Юлия пожала плечами.
– Человек в себе. Ее интересовал только театр, собственная внешность, поклонники.
– Вы кого-нибудь из них знаете?
– Я видела ее с мужчиной. Зачем вам? Ее уже нет. Весь гроб был завален цветами. Роман Владимирович тяжело пережил ее гибель. Вот сердце и не выдержало. Он очень нездоровый человек. А Нора… Она была молодая, с ней он чувствовал себя моложе.
– Его сестра тоже погибла, – заметил Монах.
– Они давно не общались. За все восемь лет я видела ее всего два или три раза. Она приезжала на его юбилей, подарила золотые часы. Роман Владимирович не любил ее, они были очень разные. Он удивительный человек… Из всех детей к нему ближе Лика, такой же характер. Лариса больше в его сестру, Леонид… не знаю. Слабый, безвольный, капризный. Я не должна, я понимаю, но вы сами все видели. Говорят, на детях гениев природа отдыхает. Ни у кого из них нет размаха отца, таланта, широты. Даже чувства справедливости, желания закрыть собой, подложить руки… Щедрости, наконец! Ни Лариса, ни Леонид его не понимали. Лариса слишком занята карьерой, Леонид чувствовал, что не выдерживает никакого сравнения с отцом, ревновал и завидовал. Возможно, Лика, но она еще маленькая… то, что случилось, для нее страшное потрясение…

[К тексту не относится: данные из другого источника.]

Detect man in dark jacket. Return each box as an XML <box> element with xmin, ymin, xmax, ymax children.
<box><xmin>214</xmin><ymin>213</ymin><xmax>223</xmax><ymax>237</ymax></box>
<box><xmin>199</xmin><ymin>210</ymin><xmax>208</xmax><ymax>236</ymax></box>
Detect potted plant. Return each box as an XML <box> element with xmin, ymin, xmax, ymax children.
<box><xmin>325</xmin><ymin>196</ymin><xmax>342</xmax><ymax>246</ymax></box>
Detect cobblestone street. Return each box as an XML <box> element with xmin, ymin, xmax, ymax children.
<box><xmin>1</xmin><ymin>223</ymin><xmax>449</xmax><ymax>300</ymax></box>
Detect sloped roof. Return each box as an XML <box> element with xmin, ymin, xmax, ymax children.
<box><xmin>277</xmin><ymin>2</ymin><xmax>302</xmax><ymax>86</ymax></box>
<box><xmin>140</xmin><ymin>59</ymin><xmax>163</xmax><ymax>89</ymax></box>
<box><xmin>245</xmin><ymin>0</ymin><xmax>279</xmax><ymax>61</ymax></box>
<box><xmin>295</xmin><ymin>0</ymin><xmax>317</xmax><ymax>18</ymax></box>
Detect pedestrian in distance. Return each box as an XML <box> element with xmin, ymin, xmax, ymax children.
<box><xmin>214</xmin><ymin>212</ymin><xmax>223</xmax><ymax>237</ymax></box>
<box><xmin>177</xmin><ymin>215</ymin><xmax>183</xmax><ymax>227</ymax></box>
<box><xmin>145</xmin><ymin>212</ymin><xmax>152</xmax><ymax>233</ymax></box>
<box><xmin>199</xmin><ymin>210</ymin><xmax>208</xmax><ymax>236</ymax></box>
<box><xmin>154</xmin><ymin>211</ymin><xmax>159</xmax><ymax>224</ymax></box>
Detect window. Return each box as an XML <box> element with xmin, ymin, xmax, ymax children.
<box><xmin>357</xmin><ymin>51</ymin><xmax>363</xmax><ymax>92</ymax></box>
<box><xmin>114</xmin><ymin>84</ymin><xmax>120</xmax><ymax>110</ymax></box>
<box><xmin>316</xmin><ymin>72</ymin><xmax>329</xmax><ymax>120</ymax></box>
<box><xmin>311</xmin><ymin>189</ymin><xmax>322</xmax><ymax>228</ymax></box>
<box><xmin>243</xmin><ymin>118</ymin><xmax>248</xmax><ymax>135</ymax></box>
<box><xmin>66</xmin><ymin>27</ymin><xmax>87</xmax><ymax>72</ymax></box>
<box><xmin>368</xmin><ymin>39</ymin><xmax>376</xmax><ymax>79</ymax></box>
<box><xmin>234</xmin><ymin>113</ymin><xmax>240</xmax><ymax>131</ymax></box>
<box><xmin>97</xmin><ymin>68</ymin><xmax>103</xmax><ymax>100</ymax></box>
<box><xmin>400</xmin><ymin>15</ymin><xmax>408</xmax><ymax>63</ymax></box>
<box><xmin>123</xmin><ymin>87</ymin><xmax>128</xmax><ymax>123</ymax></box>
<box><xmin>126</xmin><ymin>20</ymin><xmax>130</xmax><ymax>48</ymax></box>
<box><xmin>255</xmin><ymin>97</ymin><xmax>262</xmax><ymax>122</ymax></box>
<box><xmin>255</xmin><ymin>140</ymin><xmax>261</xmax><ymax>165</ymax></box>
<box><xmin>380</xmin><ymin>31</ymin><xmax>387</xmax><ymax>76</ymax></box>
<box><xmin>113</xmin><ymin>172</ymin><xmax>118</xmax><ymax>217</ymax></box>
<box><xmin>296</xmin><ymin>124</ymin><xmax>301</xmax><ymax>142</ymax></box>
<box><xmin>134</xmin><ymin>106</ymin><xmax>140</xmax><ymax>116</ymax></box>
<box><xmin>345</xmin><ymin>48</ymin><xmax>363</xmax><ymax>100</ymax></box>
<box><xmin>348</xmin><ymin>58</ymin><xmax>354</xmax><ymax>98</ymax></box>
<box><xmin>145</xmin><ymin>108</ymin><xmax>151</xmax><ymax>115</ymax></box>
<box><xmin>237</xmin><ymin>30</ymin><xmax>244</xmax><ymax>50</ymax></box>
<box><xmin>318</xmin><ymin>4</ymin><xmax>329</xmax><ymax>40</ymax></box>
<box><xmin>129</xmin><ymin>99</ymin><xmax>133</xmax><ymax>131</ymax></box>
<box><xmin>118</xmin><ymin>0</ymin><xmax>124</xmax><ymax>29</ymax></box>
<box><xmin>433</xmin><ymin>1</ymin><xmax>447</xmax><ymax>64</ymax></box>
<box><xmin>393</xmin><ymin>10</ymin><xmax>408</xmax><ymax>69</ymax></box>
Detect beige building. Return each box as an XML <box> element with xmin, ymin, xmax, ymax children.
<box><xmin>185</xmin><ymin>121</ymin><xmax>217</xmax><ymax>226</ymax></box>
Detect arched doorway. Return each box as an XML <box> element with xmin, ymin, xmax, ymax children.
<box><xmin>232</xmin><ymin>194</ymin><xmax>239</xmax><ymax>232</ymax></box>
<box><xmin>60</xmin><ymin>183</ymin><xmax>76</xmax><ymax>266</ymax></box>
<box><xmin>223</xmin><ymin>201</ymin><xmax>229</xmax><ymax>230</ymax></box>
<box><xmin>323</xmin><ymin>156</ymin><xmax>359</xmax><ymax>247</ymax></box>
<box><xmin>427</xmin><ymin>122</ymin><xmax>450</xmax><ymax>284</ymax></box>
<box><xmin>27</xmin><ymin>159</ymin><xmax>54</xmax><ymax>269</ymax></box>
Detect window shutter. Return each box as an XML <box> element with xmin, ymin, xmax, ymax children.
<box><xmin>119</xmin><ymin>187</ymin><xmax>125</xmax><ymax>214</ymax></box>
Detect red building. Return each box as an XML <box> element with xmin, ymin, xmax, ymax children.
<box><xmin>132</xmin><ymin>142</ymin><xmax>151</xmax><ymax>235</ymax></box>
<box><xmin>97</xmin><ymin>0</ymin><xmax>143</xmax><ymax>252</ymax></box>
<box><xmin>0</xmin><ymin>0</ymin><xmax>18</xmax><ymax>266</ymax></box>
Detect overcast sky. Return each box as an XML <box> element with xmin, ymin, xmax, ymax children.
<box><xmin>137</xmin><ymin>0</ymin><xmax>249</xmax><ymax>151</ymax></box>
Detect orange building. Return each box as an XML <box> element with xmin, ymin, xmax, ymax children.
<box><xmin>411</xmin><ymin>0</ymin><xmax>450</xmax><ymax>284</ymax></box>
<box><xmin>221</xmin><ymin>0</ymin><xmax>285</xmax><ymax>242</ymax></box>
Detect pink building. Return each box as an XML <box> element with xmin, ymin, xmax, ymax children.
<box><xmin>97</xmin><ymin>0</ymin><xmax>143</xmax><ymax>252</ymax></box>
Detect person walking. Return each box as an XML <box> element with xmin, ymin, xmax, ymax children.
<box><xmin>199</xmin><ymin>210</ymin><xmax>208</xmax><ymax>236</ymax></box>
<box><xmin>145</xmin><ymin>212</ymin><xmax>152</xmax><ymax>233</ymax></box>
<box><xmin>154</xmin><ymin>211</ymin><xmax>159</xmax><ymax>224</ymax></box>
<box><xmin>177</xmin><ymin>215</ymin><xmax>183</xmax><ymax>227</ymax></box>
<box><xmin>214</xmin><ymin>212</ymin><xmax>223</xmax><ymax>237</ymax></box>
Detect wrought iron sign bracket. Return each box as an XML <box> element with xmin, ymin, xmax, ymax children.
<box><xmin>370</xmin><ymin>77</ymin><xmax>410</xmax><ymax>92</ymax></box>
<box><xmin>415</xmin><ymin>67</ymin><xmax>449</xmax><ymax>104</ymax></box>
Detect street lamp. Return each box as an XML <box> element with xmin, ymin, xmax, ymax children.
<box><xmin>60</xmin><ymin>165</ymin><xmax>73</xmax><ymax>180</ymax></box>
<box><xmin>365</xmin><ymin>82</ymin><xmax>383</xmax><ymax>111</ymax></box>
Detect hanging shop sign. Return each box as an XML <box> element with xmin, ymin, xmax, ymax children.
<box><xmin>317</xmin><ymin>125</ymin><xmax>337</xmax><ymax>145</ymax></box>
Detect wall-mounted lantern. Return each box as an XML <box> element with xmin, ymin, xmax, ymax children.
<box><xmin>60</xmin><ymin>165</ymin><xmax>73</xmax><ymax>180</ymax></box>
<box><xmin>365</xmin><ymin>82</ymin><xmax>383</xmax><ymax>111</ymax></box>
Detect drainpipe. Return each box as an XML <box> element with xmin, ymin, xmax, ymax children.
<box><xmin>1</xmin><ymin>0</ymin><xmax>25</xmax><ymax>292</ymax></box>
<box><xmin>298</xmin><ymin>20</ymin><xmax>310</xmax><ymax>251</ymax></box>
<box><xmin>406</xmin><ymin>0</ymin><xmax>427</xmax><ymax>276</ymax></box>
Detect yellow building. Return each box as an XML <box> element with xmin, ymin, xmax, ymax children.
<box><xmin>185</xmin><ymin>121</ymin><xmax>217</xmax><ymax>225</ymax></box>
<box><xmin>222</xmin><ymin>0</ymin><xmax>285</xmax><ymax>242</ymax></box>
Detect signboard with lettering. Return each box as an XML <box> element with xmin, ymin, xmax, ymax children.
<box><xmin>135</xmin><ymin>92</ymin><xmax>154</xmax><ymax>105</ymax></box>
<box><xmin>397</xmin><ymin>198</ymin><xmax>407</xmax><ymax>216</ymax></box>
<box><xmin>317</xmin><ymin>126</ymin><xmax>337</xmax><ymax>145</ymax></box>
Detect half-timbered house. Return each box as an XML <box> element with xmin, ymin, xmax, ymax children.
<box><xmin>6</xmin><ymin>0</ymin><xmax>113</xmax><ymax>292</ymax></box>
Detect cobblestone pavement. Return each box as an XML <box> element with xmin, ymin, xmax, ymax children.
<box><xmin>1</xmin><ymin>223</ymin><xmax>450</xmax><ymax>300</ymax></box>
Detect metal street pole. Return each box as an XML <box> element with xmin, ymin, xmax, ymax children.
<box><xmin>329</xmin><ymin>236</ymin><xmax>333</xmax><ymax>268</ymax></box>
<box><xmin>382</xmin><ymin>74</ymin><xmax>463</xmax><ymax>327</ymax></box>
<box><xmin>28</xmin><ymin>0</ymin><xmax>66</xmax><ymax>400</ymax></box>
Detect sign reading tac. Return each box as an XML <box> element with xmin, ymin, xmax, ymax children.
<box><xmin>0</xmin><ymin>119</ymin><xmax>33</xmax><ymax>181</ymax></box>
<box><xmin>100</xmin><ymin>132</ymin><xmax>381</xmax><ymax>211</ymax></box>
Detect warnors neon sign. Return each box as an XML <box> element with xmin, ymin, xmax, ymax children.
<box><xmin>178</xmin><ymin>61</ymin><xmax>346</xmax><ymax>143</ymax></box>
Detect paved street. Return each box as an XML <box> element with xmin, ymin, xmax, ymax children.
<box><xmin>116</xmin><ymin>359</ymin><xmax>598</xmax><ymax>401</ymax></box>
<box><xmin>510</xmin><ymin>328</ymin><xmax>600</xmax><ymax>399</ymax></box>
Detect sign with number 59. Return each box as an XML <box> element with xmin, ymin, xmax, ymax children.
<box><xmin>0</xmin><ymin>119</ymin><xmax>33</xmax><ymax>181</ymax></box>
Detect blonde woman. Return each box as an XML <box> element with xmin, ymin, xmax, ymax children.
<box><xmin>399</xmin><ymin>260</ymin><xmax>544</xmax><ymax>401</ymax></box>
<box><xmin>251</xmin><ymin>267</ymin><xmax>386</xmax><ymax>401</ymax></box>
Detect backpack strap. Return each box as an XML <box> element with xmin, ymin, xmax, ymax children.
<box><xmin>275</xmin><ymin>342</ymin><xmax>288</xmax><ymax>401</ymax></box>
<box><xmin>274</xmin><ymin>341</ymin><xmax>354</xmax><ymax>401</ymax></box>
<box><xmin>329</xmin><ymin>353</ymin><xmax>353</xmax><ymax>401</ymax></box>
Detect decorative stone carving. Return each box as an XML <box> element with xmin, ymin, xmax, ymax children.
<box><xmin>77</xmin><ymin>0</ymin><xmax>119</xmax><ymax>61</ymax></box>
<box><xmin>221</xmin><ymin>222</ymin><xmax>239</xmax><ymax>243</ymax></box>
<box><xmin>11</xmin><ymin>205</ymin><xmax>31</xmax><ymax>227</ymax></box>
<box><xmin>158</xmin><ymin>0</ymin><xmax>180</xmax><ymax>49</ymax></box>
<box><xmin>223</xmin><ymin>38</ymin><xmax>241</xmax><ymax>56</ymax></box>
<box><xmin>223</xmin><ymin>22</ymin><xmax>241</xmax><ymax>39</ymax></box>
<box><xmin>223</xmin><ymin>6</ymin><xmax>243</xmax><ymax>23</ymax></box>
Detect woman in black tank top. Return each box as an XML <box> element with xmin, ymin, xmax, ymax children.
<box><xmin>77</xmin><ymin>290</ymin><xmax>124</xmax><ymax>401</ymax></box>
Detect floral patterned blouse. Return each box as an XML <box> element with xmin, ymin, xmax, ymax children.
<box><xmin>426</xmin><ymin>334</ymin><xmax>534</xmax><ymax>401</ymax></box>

Она не выдержала и заплакала. Монах выудил из кармана носовой платок, протянул ей. Она взглянула недоуменно, взяла. В комнате стояла вязкая тишина. Монах скользил взглядом по фотографиям на комоде. Старый Левицкий, Лика, Лариса…
– С кем будет Лика? Может, Лариса переедет сюда? – вдруг спросил он. – Восемнадцать лет – опасный возраст…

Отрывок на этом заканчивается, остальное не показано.